VMware NSX for vSphere 6.4.x
VMware NSX for vSphere 6.3.x

Cause

This issue occurs because by default, the NSX components DLR and ESGs are tracked by NSX Manager as system resources and instructs the ESXi hosts not to apply DFW filter on these VMs. The NSX Manager achieves this by publishing the list of VMs to be part of exclusion list to every NSX prepared cluster. An exception was observed in the vsm logs for one of the clusters to which the exclusion list need to be published. It happened because one of the cluster that exists in firewall_status_cluster table does not exist in domain_object_table or vCenter inventory.
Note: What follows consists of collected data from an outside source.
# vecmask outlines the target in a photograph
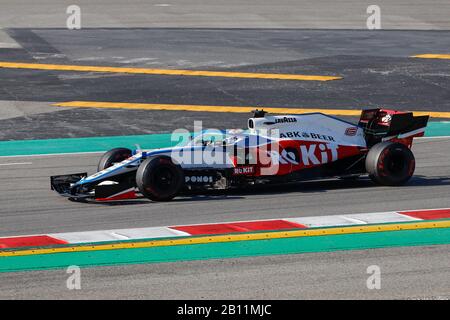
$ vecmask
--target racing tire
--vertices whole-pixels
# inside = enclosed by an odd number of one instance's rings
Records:
[[[147,158],[136,172],[136,185],[139,191],[153,201],[172,200],[183,184],[183,170],[168,156]]]
[[[413,176],[415,167],[414,154],[401,143],[378,143],[366,157],[366,171],[380,185],[404,185]]]
[[[114,148],[105,152],[98,162],[97,170],[102,171],[111,167],[114,163],[122,162],[131,157],[132,151],[127,148]]]

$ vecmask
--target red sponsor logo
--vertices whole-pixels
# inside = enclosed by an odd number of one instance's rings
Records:
[[[350,127],[345,130],[345,135],[346,136],[354,136],[354,135],[356,135],[357,131],[358,131],[357,127]]]
[[[233,175],[249,175],[253,174],[253,167],[237,167],[233,169]]]

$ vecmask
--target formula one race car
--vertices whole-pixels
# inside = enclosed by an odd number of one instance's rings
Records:
[[[165,149],[112,149],[97,173],[53,176],[51,187],[75,200],[168,201],[189,190],[365,174],[377,184],[398,186],[414,173],[412,141],[424,135],[428,118],[371,109],[352,124],[322,113],[270,116],[256,110],[247,130],[201,131]]]

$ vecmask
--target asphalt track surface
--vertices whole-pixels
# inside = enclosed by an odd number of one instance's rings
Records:
[[[79,1],[80,31],[64,29],[69,4],[2,1],[0,60],[344,79],[294,83],[0,69],[0,140],[169,132],[191,129],[193,120],[233,128],[245,125],[247,118],[50,105],[71,100],[450,108],[448,60],[410,58],[448,53],[448,2],[378,1],[382,27],[395,31],[366,30],[366,8],[372,3],[353,0],[339,5],[296,1],[294,6],[290,0],[173,0],[169,6],[132,0],[126,14],[122,1]],[[49,190],[50,175],[93,172],[98,154],[0,158],[0,236],[450,207],[450,139],[419,140],[413,150],[416,176],[399,188],[376,187],[368,179],[329,180],[171,203],[109,205],[74,203]],[[82,271],[80,291],[67,290],[64,270],[8,273],[0,274],[0,298],[449,298],[449,248],[88,268]],[[381,290],[366,287],[366,269],[373,264],[381,267]]]
[[[51,175],[96,170],[99,154],[0,158],[0,234],[26,235],[236,220],[450,207],[450,139],[415,142],[415,177],[404,187],[326,180],[115,204],[71,202],[49,190]],[[7,164],[10,165],[7,165]]]
[[[70,202],[49,190],[52,174],[95,170],[97,154],[1,158],[0,234],[87,231],[340,213],[450,207],[450,140],[416,141],[417,169],[404,187],[316,181],[114,205]],[[10,165],[5,165],[5,164]],[[0,298],[449,298],[450,246],[208,260],[83,269],[83,289],[64,270],[1,274]],[[368,290],[379,265],[382,289]],[[349,280],[351,279],[351,280]]]
[[[449,299],[450,245],[0,274],[0,299]],[[381,288],[366,286],[380,267]]]

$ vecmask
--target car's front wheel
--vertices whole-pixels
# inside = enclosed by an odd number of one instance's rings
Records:
[[[97,169],[98,171],[102,171],[106,168],[111,167],[117,162],[122,162],[125,159],[131,157],[131,150],[127,148],[114,148],[105,152],[100,161],[98,162]]]
[[[401,143],[378,143],[370,149],[366,158],[370,178],[386,186],[405,184],[414,174],[415,166],[413,153]]]
[[[169,201],[181,190],[184,173],[170,157],[154,156],[139,165],[136,184],[145,197],[153,201]]]

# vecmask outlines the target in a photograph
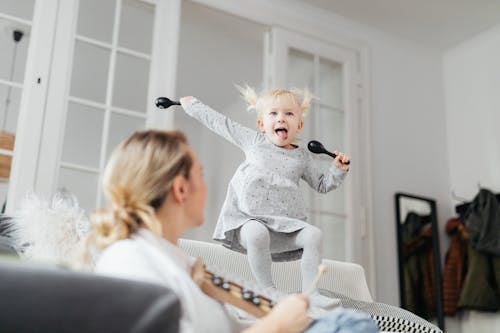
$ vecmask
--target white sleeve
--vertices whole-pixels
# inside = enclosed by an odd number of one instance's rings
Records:
[[[160,276],[149,267],[143,256],[128,242],[113,244],[99,257],[94,272],[127,280],[165,286]]]
[[[231,120],[197,99],[191,101],[184,111],[211,131],[243,150],[246,150],[259,139],[259,133],[256,130]]]
[[[309,186],[319,193],[327,193],[342,184],[347,172],[337,168],[335,165],[332,165],[327,172],[323,172],[320,170],[310,153],[305,152],[305,155],[306,168],[302,175],[302,179],[304,179]]]

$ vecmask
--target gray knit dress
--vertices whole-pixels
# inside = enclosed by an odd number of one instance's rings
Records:
[[[245,153],[245,161],[229,182],[213,234],[215,240],[232,250],[246,253],[240,243],[239,229],[249,220],[264,224],[278,243],[280,234],[296,232],[308,224],[300,179],[316,191],[326,193],[337,188],[346,176],[345,171],[333,164],[328,172],[322,172],[306,147],[278,147],[264,133],[244,127],[198,100],[193,100],[185,111]],[[281,241],[286,241],[286,237]],[[300,258],[301,254],[301,249],[277,250],[272,258],[288,261]]]

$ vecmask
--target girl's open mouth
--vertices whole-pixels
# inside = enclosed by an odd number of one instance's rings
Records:
[[[288,130],[286,128],[277,128],[274,130],[276,135],[278,135],[281,139],[288,139]]]

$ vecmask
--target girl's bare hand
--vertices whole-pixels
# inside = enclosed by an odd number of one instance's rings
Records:
[[[349,156],[338,150],[335,150],[333,153],[337,155],[335,160],[333,160],[335,166],[341,170],[349,171],[349,165],[347,164],[351,160]]]
[[[191,103],[191,101],[193,99],[194,99],[193,96],[185,96],[185,97],[181,97],[179,102],[181,102],[182,107],[185,108],[187,105],[189,105],[189,103]]]

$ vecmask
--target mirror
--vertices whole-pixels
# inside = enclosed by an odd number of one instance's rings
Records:
[[[444,330],[436,201],[396,193],[401,307]]]

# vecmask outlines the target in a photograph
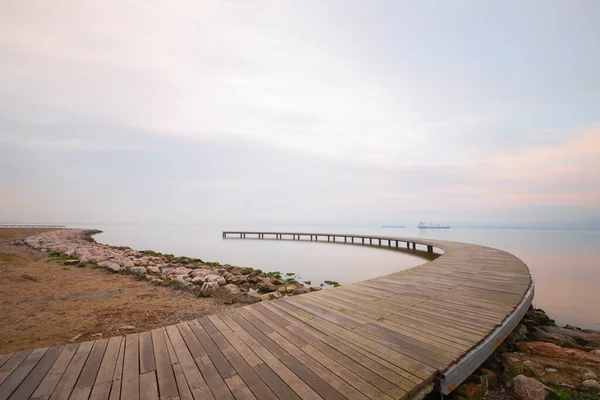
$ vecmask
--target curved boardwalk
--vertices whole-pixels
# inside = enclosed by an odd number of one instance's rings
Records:
[[[531,304],[512,254],[439,240],[224,232],[438,248],[421,266],[151,332],[0,355],[2,399],[403,399],[449,392]],[[292,236],[293,235],[293,236]]]

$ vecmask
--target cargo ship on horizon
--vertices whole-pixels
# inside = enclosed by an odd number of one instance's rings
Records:
[[[431,223],[427,223],[427,222],[420,222],[419,225],[417,225],[417,228],[419,229],[450,229],[450,225],[444,225],[444,224],[431,224]]]

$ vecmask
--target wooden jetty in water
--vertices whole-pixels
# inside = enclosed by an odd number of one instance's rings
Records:
[[[223,237],[443,254],[408,270],[150,332],[0,355],[0,400],[390,400],[418,397],[433,385],[449,393],[533,299],[527,266],[489,247],[303,232]]]
[[[0,228],[65,228],[65,225],[48,225],[48,224],[0,224]]]

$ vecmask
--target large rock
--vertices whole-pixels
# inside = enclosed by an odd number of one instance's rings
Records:
[[[323,288],[321,286],[311,286],[310,287],[311,292],[318,292],[319,290],[323,290]]]
[[[175,275],[189,275],[190,272],[192,272],[192,269],[186,267],[178,267],[173,271]]]
[[[271,283],[272,283],[273,285],[276,285],[276,286],[281,286],[281,285],[283,285],[285,282],[283,281],[283,279],[279,279],[279,278],[271,278]]]
[[[194,278],[197,279],[197,278]],[[193,280],[192,280],[193,282]],[[200,289],[200,293],[204,297],[212,296],[217,289],[219,288],[219,284],[217,282],[204,282],[202,284],[202,288]]]
[[[525,354],[543,356],[553,360],[600,363],[600,355],[577,349],[565,349],[554,343],[519,342],[517,343],[517,349]]]
[[[143,267],[142,267],[142,268],[143,268]],[[132,268],[132,269],[133,269],[133,268]],[[151,273],[151,274],[154,274],[154,275],[158,275],[158,274],[160,274],[160,268],[158,268],[158,267],[146,267],[146,270],[147,270],[149,273]]]
[[[241,293],[238,297],[240,303],[258,303],[263,298],[258,293]]]
[[[292,293],[296,289],[298,289],[298,285],[292,283],[290,285],[280,286],[278,290],[280,293]]]
[[[269,292],[275,292],[277,290],[277,286],[272,284],[269,279],[266,279],[266,278],[258,278],[258,279],[259,279],[259,281],[257,282],[256,287],[261,292],[269,293]]]
[[[65,260],[65,262],[63,262],[63,264],[65,265],[77,265],[79,264],[79,260]]]
[[[294,291],[292,292],[292,295],[297,296],[299,294],[304,294],[304,293],[308,293],[308,292],[310,292],[309,288],[307,288],[306,286],[300,286],[300,287],[294,289]]]
[[[214,293],[213,297],[223,300],[227,304],[235,303],[242,291],[234,284],[220,286]]]
[[[148,267],[148,268],[152,268],[152,267]],[[134,274],[146,274],[146,267],[133,267],[131,268],[131,272],[133,272]]]
[[[230,274],[226,278],[227,283],[232,283],[234,285],[241,285],[242,283],[248,282],[248,278],[246,275],[233,275]]]
[[[546,386],[525,375],[515,376],[513,379],[514,392],[521,400],[544,400]]]
[[[113,271],[113,272],[121,272],[121,271],[123,271],[123,267],[121,267],[117,263],[109,263],[106,268],[109,269],[109,270],[111,270],[111,271]]]
[[[275,300],[275,299],[281,298],[282,295],[279,292],[271,292],[271,293],[261,294],[260,297],[263,300]]]
[[[204,277],[204,281],[205,282],[215,282],[217,283],[219,286],[224,286],[227,284],[227,281],[225,280],[225,278],[223,278],[221,275],[217,275],[217,274],[208,274]]]

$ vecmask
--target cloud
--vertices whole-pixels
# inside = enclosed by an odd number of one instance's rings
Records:
[[[597,8],[432,4],[3,2],[2,211],[597,209]]]

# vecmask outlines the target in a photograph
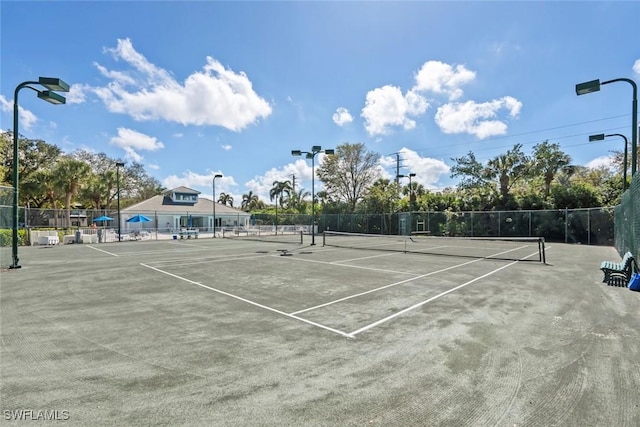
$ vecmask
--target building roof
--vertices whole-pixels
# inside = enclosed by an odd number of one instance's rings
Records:
[[[165,191],[163,194],[171,194],[171,193],[182,193],[182,194],[200,194],[198,190],[194,190],[193,188],[180,186],[176,188],[172,188],[171,190]]]
[[[182,188],[187,187],[178,187],[177,189],[170,190],[177,191],[182,193]],[[195,191],[195,190],[191,190]],[[165,192],[167,194],[167,192]],[[125,213],[144,213],[144,212],[157,212],[157,213],[184,213],[187,212],[190,214],[213,214],[213,201],[211,199],[198,197],[198,202],[195,204],[179,204],[173,203],[171,199],[165,194],[159,194],[157,196],[153,196],[150,199],[142,201],[140,203],[136,203],[135,205],[129,206],[127,208],[122,209],[122,212]],[[240,209],[232,208],[220,203],[216,203],[216,215],[249,215],[249,213],[244,212]]]

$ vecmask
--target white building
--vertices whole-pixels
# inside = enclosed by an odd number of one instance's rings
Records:
[[[122,232],[157,230],[175,233],[182,229],[211,232],[215,215],[216,230],[220,227],[245,227],[250,214],[211,199],[200,198],[200,192],[187,187],[167,190],[143,202],[120,211]],[[151,221],[127,222],[135,215],[144,215]]]

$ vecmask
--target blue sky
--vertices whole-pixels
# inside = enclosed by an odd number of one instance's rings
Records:
[[[236,204],[293,175],[310,191],[291,150],[313,145],[364,143],[389,178],[400,153],[431,189],[455,185],[452,157],[516,143],[602,164],[622,140],[588,135],[630,138],[631,86],[575,84],[640,81],[640,2],[3,0],[0,16],[3,129],[16,85],[60,77],[64,106],[21,92],[22,135],[205,197],[222,173],[216,193]]]

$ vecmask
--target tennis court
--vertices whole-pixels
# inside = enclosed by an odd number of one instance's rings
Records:
[[[544,263],[537,240],[333,237],[21,248],[0,276],[2,409],[72,425],[640,423],[640,294],[600,283],[612,248],[547,244]]]

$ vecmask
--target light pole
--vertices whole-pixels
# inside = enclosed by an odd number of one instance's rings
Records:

The workflow that can cause this database inconsistency is when the user deletes an NSX prepared cluster with no ESXi hosts from vCenter without un-preparing the cluster from NSX. After the above workflow, if a user deploys or re-deploys an NSX edge the VMs can get applied with DFW filters.

Note: This issue can effect any vm which has been added to the exclusion list, not just automated system object such as DLRs or ESGs.

Resolution

This issue is resolved in:

  • VMware NSX for vSphere 6.3.6.
  • VMware NSX for vSphere 6.4.1.


Workaround:
To work around this issue if you do not want to upgrade, run a 'Force Sync' of firewall services to vSphere Clusters with impacted ESGs/DLRs which removes the slot-2 dvFilter.

Note: This is a temporary solution, as the filter may be applied again should the appliances be re-deployed or upgraded. The slot-2 filter will also be applied to any newly created ESGs until the stale DB entry is removed.

To remove the stale cluster entry from the firewall_status_cluster table, contact Broadcom Support and quote this Knowledge Base article ID (314295) in the problem description. 

Additional Information

Impact/Risks:
Because the firewall rules were likely not designed with the intention of filtering flows in/out of DLR and ESG appliances, unpredictable filtering may be experienced. This can result in partial or complete packet loss depending on the rule-set. Also, because ESGs tend to funnel a large amount of north/south traffic, the addition of the slot-2 filter increases overhead and may cause performance impact.